Submit to this Journal Review for this Journal Propose a Special Issue

Article Menu

Share Help Cite Discuss in SciProfiles

Open AccessArticle

Peer-Review Record

Related Stocks Selection with Data Collaboration Using Text Mining^†

Information 2019, 10(3), 102; https://doi.org/10.3390/info10030102

by Masanori Hirano^1,*

, Hiroki Sakaji², Shoko Kimura³, Kiyoshi Izumi², Hiroyasu Matsushima², Shintaro Nagao³ and Atsuo Kato⁴

Reviewer 1: Anonymous

Reviewer 2: Anonymous

Information 2019, 10(3), 102; https://doi.org/10.3390/info10030102

Submission received: 23 January 2019 / Revised: 17 February 2019 / Accepted: 4 March 2019 / Published: 7 March 2019

(This article belongs to the Special Issue MoDAT: Designing the Market of Data)

Round 1

Reviewer 1 Report

The article describes a method to suggest stocks for specific themes. The application is in a sense novel and interesting to the research community. Cohen's kappa is used to show the difficulty of the task and F1, acc scores show good improvements benchmarked on human performance. The method is detailed and sound. I recommend to accept this article after minor revisions.
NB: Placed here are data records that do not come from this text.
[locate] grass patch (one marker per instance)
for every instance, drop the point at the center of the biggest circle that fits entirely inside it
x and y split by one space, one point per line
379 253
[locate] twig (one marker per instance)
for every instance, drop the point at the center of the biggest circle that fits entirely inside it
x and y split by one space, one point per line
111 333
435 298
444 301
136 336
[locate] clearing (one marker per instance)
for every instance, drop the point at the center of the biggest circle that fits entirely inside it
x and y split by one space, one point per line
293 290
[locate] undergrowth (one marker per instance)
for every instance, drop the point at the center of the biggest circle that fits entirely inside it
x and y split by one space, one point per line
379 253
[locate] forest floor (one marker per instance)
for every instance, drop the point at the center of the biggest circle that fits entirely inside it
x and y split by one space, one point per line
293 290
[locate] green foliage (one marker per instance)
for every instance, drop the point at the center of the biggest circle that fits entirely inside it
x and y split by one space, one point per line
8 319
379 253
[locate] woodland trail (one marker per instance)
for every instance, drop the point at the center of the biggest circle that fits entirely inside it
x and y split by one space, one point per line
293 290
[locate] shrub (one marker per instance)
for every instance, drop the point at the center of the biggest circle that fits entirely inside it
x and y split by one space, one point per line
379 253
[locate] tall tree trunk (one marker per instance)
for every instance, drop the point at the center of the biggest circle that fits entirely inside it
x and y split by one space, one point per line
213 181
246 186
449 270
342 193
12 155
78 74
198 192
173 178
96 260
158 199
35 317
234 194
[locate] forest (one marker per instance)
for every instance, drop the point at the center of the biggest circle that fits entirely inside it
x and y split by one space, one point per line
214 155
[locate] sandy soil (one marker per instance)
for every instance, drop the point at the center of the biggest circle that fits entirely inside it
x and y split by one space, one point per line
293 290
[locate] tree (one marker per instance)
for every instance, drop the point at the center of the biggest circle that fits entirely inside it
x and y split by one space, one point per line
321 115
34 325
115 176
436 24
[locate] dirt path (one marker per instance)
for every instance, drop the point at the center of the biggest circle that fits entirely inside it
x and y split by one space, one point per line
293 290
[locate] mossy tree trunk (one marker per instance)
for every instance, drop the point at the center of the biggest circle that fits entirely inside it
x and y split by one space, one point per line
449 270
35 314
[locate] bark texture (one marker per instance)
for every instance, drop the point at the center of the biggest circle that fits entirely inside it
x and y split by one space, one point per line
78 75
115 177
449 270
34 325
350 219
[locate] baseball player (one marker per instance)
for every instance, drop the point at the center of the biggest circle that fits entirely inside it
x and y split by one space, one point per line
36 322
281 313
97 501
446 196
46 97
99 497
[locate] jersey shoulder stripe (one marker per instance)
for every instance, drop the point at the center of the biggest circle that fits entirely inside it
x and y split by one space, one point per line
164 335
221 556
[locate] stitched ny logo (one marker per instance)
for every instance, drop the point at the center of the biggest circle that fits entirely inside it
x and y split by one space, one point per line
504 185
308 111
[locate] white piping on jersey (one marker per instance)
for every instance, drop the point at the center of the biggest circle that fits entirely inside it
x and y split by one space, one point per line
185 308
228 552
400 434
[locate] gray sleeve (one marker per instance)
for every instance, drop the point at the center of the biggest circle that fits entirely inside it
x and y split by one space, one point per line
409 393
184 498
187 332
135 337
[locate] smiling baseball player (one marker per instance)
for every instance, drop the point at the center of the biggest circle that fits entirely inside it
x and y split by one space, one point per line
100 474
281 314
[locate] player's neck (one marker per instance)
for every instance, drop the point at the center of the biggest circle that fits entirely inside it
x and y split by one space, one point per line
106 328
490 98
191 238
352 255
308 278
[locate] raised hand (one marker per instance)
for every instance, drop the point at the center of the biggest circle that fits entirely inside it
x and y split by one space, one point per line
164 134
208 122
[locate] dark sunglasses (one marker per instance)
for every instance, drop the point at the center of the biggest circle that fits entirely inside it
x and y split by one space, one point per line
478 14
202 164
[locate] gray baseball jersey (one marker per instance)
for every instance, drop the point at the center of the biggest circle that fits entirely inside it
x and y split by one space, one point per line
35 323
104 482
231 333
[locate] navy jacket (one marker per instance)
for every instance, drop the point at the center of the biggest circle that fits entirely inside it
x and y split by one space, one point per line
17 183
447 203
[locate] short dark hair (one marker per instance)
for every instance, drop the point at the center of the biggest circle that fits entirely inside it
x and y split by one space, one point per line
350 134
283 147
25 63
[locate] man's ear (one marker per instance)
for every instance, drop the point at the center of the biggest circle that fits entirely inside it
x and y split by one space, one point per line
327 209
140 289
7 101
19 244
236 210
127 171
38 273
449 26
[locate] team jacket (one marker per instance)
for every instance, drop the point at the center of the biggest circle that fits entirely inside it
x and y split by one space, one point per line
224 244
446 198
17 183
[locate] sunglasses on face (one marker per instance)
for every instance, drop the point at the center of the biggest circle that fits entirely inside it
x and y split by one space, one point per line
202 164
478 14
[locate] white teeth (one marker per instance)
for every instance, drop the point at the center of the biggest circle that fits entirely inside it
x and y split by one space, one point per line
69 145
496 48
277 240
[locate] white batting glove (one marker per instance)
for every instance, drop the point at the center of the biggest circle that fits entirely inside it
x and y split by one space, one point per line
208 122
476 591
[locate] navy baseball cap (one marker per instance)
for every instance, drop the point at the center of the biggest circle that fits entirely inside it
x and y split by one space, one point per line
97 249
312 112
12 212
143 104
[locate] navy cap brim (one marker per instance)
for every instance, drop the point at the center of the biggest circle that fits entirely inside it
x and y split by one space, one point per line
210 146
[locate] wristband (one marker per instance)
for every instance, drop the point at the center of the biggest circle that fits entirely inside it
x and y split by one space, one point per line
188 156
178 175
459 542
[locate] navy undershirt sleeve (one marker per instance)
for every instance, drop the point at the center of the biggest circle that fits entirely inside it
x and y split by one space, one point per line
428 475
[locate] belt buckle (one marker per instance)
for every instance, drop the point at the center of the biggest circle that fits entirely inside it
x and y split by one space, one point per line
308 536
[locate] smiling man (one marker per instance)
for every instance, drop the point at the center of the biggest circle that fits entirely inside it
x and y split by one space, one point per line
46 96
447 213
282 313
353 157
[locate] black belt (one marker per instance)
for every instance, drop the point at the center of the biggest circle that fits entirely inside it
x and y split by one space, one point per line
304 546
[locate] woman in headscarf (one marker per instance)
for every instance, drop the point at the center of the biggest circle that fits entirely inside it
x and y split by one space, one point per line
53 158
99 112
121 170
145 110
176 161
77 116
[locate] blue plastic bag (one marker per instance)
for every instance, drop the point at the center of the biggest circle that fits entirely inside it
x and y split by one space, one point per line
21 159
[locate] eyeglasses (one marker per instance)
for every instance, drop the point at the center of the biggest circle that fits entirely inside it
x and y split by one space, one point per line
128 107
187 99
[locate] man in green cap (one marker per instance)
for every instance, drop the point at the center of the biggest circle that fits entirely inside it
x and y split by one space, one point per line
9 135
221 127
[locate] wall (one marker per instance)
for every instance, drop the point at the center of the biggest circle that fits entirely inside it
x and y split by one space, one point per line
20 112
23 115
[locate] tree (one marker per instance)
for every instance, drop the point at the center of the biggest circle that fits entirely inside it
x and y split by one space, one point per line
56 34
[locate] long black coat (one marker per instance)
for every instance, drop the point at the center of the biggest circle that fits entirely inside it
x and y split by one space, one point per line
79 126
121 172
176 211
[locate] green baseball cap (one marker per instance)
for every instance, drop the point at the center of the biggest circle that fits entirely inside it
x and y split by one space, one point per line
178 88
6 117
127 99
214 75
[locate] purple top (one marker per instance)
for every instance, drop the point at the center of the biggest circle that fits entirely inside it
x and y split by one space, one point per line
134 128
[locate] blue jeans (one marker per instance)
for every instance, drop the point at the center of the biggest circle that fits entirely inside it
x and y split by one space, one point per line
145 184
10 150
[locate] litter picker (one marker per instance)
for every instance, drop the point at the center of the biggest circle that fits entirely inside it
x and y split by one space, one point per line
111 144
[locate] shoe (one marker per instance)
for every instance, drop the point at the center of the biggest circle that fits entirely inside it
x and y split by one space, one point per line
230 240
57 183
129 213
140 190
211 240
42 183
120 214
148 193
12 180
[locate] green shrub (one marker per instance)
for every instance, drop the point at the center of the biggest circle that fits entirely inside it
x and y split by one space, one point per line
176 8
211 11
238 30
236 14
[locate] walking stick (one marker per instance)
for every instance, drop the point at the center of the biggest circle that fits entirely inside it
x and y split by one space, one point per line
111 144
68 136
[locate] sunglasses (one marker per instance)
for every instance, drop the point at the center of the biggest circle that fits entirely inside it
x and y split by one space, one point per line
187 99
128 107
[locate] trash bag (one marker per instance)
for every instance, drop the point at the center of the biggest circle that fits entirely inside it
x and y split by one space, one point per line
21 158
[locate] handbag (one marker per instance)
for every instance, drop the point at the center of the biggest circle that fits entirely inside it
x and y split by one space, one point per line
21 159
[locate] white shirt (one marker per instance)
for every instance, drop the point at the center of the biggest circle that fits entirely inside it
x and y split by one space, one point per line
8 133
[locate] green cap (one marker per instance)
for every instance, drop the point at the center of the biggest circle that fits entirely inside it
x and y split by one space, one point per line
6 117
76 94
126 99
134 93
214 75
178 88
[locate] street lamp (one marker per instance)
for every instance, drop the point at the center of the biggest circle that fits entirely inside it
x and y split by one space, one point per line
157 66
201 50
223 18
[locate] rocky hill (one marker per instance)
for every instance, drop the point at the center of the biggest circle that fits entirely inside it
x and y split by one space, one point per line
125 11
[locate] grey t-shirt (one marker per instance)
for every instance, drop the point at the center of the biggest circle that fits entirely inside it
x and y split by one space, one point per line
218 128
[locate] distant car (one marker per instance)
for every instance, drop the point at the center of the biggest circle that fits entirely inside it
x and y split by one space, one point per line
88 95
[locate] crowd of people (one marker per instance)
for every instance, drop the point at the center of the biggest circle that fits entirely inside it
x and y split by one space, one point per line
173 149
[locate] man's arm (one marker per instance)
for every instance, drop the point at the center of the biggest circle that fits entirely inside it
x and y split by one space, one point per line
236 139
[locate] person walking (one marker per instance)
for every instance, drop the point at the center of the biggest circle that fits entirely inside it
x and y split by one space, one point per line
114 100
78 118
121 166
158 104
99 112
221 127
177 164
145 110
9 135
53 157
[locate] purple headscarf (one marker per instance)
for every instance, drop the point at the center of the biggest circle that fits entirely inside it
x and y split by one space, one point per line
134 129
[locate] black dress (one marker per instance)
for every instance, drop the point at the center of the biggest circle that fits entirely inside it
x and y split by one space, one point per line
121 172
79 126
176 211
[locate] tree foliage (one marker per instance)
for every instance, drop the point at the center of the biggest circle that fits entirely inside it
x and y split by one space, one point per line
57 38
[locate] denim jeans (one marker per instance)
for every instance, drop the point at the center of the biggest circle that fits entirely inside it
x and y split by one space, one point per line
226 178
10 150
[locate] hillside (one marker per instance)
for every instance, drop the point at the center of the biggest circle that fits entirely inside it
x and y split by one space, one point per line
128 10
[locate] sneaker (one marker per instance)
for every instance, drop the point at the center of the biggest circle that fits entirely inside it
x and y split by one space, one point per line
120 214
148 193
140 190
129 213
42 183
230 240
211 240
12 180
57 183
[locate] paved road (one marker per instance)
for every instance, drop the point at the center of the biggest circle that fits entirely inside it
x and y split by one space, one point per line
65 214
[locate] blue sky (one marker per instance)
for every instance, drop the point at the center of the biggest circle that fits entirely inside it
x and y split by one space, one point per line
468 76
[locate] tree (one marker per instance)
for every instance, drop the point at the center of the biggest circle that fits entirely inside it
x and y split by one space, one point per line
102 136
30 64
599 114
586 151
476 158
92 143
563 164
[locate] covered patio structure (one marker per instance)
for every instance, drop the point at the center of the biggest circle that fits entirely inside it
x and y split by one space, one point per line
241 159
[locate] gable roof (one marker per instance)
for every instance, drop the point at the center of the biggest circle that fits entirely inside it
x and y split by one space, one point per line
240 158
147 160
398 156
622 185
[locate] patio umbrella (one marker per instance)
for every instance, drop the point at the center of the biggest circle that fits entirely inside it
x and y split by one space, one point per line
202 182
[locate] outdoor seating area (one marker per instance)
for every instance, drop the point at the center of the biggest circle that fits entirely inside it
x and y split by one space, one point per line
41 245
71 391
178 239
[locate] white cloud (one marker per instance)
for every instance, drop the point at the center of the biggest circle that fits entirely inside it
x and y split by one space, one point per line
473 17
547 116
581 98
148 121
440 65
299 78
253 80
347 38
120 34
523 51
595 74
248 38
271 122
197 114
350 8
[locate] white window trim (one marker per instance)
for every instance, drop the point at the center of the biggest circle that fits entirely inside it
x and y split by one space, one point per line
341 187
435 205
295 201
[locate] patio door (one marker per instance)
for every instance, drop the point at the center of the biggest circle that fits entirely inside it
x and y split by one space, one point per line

1) line 40 answer data -> ground truth data; line 40-43 -> use number instead of a, b, c...

2) line 56-64, line 133-152, line 244-294, table 7,8,9 can be moved to appendices to make the article more compact/concise

3) line 294: typo topnn -> top n

4) brief explanation why use MeCab for morphological analysis not KyTea or JUMAN++?

5) update doi for reference 3-9 and 21-24.

Author Response

Thank you for your reviewing and valuable comments. In followings, we respond to your comments point by point.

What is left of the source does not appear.